JANUARY 14, 2024
Dear Constituents:
As State Representative for parts of Cambridge and Somerville, the ongoing housing emergency continues to be my number one focus on Beacon Hill. Today's housing emergency is truly unprecedented — never in our history has affordable housing been this out of reach to this many people, and never has homelessness been this pervasive.
On Thursday, at 11 am, the legislature's Joint Committee on Housing will conduct a hybrid public hearing to consider H.4138, The Affordable Homes Act, Governor Healey's $4.1 billion housing bond bill filing.
The "housing bond bill" is a major piece of legislation that is considered by the legislature once every five years. It authorizes capital spending on the state's various affordable housing programs, and it often includes major policy items as well.
I am delighted that the Healey-Driscoll Administration included language to establish a Social Housing Pilot Program as part of the $275 million Sustainable and Green Housing Initiatives line-item in their bond bill filing. Over the past year, I've had several opportunities to engage with the Governor, the LG, Secretary Augustus, and the staff at the new Executive Office of Housing and Livable Communities (EOHLC) with regards to the extraordinary potential of the social housing concept.
Back in October, the Governor invited me to attend the big rollout for the Affordable Homes Act in Chelsea, where she and her Administration touted some of the policy highlights of the bill, including the social housing pilot program and funding authorization, a local option real estate transfer fee to fund additional local affordable housing production, the legalization of accessory dwelling units (ADUs) across the state, the prioritization of surplus state-owned land for housing development, and a change to the law to allow inclusionary zoning ordinances to pass by a simple-majority vote (rather than the current 2/3rds approval threshold). All of these items have been priorities of mine during my time in the legislature.
What Is Social Housing? Social housing is publicly financed, mixed-income housing, typically owned by a local housing authority or a related entity. In this recent New York Times feature, social housing is described as the state acting like "a benevolent real estate investor." Social housing combines some of the social benefits of traditional public housing with some of the cash-flow and scalability advantages of market-rate development, and it avoids some of the challenges that doomed so many of our public housing programs over the years.
The day after the rollout of the Affordable Homes Act, the legislature's Housing For All Caucus hosted economist Paul E. Williams at the State House for an in-depth talk on the social housing production model. As Co-Chair of the caucus, I offered an introduction to Paul's talk. I recently posted a video recording of our hybrid meeting from that day here on my YouTube.
The way I pitched the social housing concept to the Administration was to ask that we work toward getting an authorization for a pilot program in the bond bill, and from there, we envision a 12-month engagement/regulatory drafting process, where EOHLC would bring key stakeholders together to flesh out the details of the program.

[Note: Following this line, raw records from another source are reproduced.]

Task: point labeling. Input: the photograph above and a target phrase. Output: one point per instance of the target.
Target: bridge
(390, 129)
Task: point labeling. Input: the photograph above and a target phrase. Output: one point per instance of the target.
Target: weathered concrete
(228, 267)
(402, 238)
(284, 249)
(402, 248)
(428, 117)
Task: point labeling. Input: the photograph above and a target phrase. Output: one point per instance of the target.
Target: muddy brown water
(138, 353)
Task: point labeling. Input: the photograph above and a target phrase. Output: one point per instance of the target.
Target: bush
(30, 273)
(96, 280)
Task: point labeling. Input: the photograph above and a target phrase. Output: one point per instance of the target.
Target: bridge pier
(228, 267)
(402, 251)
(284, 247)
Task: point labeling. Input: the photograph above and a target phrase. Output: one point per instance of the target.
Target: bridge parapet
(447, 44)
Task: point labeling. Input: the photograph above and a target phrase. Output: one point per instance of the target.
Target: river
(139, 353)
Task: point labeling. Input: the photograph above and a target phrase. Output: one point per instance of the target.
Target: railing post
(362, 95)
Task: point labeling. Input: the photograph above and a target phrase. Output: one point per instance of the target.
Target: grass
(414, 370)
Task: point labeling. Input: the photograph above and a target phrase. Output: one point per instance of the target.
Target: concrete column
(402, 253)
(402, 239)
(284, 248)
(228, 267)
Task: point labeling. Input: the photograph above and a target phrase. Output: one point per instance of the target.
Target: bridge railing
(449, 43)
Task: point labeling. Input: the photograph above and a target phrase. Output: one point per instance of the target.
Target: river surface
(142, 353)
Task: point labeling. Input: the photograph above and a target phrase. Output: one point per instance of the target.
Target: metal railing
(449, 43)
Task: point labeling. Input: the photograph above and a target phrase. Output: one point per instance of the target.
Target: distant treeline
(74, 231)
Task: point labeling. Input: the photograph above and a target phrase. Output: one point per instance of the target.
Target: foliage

The core idea is the establishment of a social housing production revolving loan fund, to be administered by MassHousing or other qualified entity, that could be a source of construction financing for mixed-income housing developments, with our local housing authorities taking the lead in applying for funds and driving those projects forward, while allowing flexibility for housing authorities to work with a wide range of other partners.
If you would care to offer testimony to the Housing Committee on the social housing pilot program included in the Governor's bill, the local option real estate transfer fee, or any other provision of the bill, the deadline to sign up to testify is Monday, January 15, at 5 pm.
To sign up to testify, please fill out this form by 5 pm tomorrow. To submit written testimony, please email it to Luke O'Roark at [email protected] and Christianna Golden at [email protected].
In addition, whether you are able to testify on Thursday or not, you are also welcome to add your name to this letter my office is circulating to gather support for the social housing pilot program. To add your name to the letter, either individually or on behalf of an organization, please fill out this online form.
Thank you, as always, for being an informed and engaged constituent of the 26th Middlesex District.